- Education: Ecole Des Beaux Arts
- Website: https://www.robertberyart.com

= Robert Bery =

American artist

Robert Bery is a Manhattan-based artist working in a variety of mediums, including painting, photography, and sculpture. His work is held in many public and private collections. These include those of the Federal Reserve Bank, the Smithsonian, Alec Baldwin, Benjamin Bratt, David Bowie, Willem Dafoe, Alan Dershowitz, and the Clintons. Bery was the Lead Plaintiff in the successful Second Circuit court "Bery vs. City of New York" First Amendment case.

== Education ==
Bery's long-held view is that he is "self-taught", though he openly acknowledges his studies at the Ecole Des Beaux Arts in Paris and at the studios of Henry Moore and Jacques Lipchitz in Italy.

== "Bery vs. the City of New York" ==

Bery sued the City of New York in 1993 to fight against a law forbidding artists from selling their work on the streets without a vending license.
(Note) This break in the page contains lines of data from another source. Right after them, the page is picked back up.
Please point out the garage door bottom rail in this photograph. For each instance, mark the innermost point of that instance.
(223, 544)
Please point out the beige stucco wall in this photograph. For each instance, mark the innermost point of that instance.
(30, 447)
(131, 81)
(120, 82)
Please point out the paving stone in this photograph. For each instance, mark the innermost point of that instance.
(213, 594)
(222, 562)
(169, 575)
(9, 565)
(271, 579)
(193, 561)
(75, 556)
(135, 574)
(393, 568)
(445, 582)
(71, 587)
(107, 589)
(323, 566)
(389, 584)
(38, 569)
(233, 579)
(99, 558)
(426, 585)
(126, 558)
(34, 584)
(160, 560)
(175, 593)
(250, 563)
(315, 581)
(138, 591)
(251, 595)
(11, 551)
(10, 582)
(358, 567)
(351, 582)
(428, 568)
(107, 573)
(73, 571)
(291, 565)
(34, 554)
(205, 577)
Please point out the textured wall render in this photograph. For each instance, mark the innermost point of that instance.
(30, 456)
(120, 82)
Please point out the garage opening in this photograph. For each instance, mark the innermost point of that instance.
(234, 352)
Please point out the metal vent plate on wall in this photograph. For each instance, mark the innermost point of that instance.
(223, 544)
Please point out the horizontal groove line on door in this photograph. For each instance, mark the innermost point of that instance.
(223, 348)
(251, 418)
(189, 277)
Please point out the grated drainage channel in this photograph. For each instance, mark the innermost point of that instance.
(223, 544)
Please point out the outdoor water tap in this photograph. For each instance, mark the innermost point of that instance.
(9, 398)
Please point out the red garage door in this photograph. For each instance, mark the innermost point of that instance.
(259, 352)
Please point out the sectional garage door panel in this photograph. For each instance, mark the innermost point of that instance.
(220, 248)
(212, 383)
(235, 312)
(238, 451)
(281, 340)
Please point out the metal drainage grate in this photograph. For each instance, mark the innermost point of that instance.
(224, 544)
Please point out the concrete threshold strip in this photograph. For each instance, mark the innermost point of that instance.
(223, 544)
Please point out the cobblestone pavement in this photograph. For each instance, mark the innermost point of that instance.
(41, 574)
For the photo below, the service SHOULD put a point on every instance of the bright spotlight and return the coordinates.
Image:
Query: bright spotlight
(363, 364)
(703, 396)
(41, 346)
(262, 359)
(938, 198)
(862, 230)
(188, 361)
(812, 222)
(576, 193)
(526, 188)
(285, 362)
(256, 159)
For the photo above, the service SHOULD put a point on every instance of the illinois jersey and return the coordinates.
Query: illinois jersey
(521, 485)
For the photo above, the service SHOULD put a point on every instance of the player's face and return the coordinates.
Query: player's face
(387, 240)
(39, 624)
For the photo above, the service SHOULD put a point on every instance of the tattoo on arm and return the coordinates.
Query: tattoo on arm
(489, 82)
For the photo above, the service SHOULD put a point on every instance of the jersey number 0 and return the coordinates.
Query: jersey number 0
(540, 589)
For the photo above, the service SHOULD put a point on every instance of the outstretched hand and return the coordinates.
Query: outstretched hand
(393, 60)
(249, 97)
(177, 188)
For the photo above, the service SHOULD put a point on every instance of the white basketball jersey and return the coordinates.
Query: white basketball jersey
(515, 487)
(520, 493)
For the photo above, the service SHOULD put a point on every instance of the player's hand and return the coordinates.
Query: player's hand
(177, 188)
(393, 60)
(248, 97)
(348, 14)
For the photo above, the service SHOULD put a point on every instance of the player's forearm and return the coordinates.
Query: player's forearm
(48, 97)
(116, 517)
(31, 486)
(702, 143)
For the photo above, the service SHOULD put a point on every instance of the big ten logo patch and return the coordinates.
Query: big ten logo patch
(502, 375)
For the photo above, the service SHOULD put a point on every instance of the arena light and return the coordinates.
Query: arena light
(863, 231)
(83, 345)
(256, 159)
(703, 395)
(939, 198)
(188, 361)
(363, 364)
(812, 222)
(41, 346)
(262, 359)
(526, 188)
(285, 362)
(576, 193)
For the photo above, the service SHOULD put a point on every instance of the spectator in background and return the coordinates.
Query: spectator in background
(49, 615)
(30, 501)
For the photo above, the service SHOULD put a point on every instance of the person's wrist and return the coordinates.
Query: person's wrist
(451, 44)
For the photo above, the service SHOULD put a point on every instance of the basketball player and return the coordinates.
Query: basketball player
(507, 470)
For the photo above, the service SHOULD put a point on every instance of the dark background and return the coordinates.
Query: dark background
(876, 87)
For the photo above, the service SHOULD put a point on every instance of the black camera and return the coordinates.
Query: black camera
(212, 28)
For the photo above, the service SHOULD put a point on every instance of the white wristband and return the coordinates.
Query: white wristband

While the case was initially denied, it was appealed and lasted for two years.

The case has been cited for precedent over 124 times since the Second District Court issued its decision in 1995. "The Second Circuit Court determined that the District Court had arrived at an erroneous conclusion, and reversed its decision by granting the artists' motion for a preliminary injunction. The case is significant for its inclusion of visual street art in the types of speech protected by the First Amendment. ...that, for purposes of content-neutral analysis, alternative channels for expression are inadequate if they are not widely available."

Villanova University published an article about Bery vs. New York in 1998 as part of the "Entertainment, Arts, and Sports Law" Digital Commons and the "First Amendment" Digital Common entitled "Bery v. New York: Do Artists Have a First Amendment Right to Sell and Display Art in Public Places"

One of Bery's personal statements about the court case, is that "...it is the biggest and most important art piece I have ever done, involving the most creativity, the most thought and energy, the most time and the biggest contribution I could make to the society."

== Artistic work ==

Bery's work can be found in many online collections, online and actual galleries and in many exhibitions each year, both in the US and abroad, including the Museum of Modern Art. He works with several art establishments in the Hamptons on Long Island, and in the Palm Beach County and South Florida areas. His "Pelican in Flight" Sculpture is at the entrance of the Barclay Club PGA National in Jupiter, Fl.

== Videography ==
Bery was near the World Trade Center on the morning of 9/11 and happened to catch somewhat rare footage of the tragedy along with New Yorkers' initial responses to it. He eventually sold this footage to CNN. The footage has been the subject of controversy among conspiracy theorists and is discussed on many subversive websites questioning whether CNN maintained objectivity in its coverage of 9/11 in the weeks following the terrorist attack. Bery himself has no involvement in any of the topic matter or the controversy.